アップル、デスクトップ検索機能「Spotlight」の詳細を明らかに

Ina Fried(CNET News.com)2004年11月11日 12時37分

 現在各社の検索技術が脚光を浴びているが、Apple Computerでは優れたデスクトップ検索機能を、次期Mac OS Xの大きな柱に据えようとしている。

 Googleの株式公開や、Microsoftからまもなくリリースされる自社開発のMSN Searchなどの影響で、これまではインターネット中心だった検索技術を巡る議論が、デスクトップへと急速に移りつつある。そして今、ウェブ検索分野にはほとんど足を踏み入れずに来たAppleが、ハードディスク上での検索を容易にすべく、そのための技術開発を進めている。

 Spotlightデスクトップ検索機能の詳細は、Appleのサイトで先週公開されたドキュメントに記されている。Appleは、OS Xの次期アップグレード版となる「Tiger」を6月に発表した際、Spotlightに関しては簡単にしか触れなかった。だが、今回出された新しいドキュメントでは、Spotlightの仕組みと、来年前半の登場時に可能になる事柄が詳細に述べられている。

Spotlightではどんなファイルを扱えるのか
・プレーンテキスト
・リッチテキストフォーマット(RFT)
・PDF書類
・Microsoft Word書類
・Microsoft Excelシート
・Mac OS X Mailのメッセージ
・Address Bookの連絡先
・Photoshopの画像ファイル
・MP3およびAAC形式の音楽ファイル
・QuickTimeムービー
・JPEG、GIF、TIFF、PNG、EXIF形式の画像ファイル

 Spotlightは簡単にいうと、すべてのファイルを追跡するインデックス作成エンジンで、どのファイルがいつ作成されたか、いつ開かれたか、あるいはいつ変更/複製/削除されたかなどを逐一記録する。これらの情報に加え、各ファイルの内容全体を常に記録しているため、Spotlightでは起動と同時に素早く強力なファイル検索が行えるようになる。たとえば、ユーザーが今度の休暇のために保管しておいた旅行関連の情報の在処を思い出そうとしている時に、Spotlightのほうはすでに「ジャマイカ」や「ホテル」といった単語を含むファイルをすべて把握している、という具合だ。

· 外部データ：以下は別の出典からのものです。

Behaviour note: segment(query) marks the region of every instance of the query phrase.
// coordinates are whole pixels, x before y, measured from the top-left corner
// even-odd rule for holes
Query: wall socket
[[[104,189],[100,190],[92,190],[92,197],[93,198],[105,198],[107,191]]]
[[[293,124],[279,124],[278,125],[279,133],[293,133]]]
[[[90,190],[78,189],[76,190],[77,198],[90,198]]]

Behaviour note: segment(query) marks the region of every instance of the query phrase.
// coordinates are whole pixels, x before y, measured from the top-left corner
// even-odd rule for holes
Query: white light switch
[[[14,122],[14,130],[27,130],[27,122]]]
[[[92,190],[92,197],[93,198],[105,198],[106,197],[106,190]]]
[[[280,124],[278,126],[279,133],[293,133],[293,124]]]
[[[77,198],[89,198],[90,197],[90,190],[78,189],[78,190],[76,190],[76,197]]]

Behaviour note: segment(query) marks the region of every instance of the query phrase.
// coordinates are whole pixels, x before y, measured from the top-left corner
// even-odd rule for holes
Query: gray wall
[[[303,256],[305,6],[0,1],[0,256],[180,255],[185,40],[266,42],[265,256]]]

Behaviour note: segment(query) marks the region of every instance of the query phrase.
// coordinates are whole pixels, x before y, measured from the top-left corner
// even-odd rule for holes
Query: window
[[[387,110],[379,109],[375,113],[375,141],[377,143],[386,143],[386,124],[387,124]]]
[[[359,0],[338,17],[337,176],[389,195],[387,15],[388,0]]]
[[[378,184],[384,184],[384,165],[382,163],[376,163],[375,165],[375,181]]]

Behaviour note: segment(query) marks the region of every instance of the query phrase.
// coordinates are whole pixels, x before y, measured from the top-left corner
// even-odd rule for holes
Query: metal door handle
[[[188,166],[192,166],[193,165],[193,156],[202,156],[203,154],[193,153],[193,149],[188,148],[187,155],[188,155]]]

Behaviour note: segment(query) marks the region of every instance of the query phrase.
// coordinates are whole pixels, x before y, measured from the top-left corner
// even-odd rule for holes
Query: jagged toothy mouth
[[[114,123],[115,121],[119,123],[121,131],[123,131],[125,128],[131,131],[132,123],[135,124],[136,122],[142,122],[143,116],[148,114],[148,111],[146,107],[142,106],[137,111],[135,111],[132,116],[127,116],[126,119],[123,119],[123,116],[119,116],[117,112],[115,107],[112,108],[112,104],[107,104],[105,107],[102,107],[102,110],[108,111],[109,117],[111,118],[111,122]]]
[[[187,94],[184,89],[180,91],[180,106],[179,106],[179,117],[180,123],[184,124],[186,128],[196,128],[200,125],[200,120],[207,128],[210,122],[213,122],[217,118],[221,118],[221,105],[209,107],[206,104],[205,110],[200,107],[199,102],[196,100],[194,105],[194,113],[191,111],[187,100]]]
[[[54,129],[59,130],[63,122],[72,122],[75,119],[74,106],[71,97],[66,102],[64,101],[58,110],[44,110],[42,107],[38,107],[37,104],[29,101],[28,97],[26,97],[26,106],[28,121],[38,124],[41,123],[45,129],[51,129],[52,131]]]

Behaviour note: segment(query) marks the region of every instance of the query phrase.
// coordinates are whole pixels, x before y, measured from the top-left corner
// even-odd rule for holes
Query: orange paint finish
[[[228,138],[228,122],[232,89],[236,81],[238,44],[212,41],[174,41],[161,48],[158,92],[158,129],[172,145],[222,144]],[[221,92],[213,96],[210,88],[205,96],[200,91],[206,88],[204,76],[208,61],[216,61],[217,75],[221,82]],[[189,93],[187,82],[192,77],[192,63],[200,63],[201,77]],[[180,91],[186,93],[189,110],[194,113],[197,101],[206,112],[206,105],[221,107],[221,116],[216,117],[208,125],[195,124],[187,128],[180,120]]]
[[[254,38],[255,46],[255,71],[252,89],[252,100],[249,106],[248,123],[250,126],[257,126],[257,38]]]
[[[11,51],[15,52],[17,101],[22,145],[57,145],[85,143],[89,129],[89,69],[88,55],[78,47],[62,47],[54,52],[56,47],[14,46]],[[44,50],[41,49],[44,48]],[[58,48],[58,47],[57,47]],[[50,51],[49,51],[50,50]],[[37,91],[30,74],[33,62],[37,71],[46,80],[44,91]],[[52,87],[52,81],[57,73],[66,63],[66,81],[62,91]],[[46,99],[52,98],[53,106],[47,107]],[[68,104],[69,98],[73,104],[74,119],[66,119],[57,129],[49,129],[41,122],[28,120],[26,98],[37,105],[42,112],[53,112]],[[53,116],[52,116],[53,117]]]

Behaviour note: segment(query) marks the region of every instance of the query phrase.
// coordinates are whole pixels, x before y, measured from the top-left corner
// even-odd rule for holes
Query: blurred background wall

 AppleのMac OS Xマーケティング担当シニアディレクター、Ken Bereskinは、「この技術はパーソナルコンピュータの使い方に変革をもたらすだろう。検索エンジンによるインターネットの使い方の変化を見れば、そのことは一目瞭然だ」と語った。

 今日、ほとんどのユーザーはファイルとフォルダを使ったシステムに頼って情報を整理している。旅行プランを見つけ出すには、「書類」フォルダのなかに「個人用」フォルダがあり、さらにそこに「旅行」フォルダがあり、またその中に「ジャマイカ」フォルダがあるという具合に、サブフォルダをどのように整理したかを覚えておく必要がある。

 だが、Spotlightがあれば、このような心配は無用になる。単純な検索を実行するだけで、ジャマイカに関連するものすべてが見つかるのだ。また、Tigerには「Smart Folders」と呼ばれるアイデアもあり、キーワードやファイル属性の組み合わせでファイルをひとまとめにしてくれる。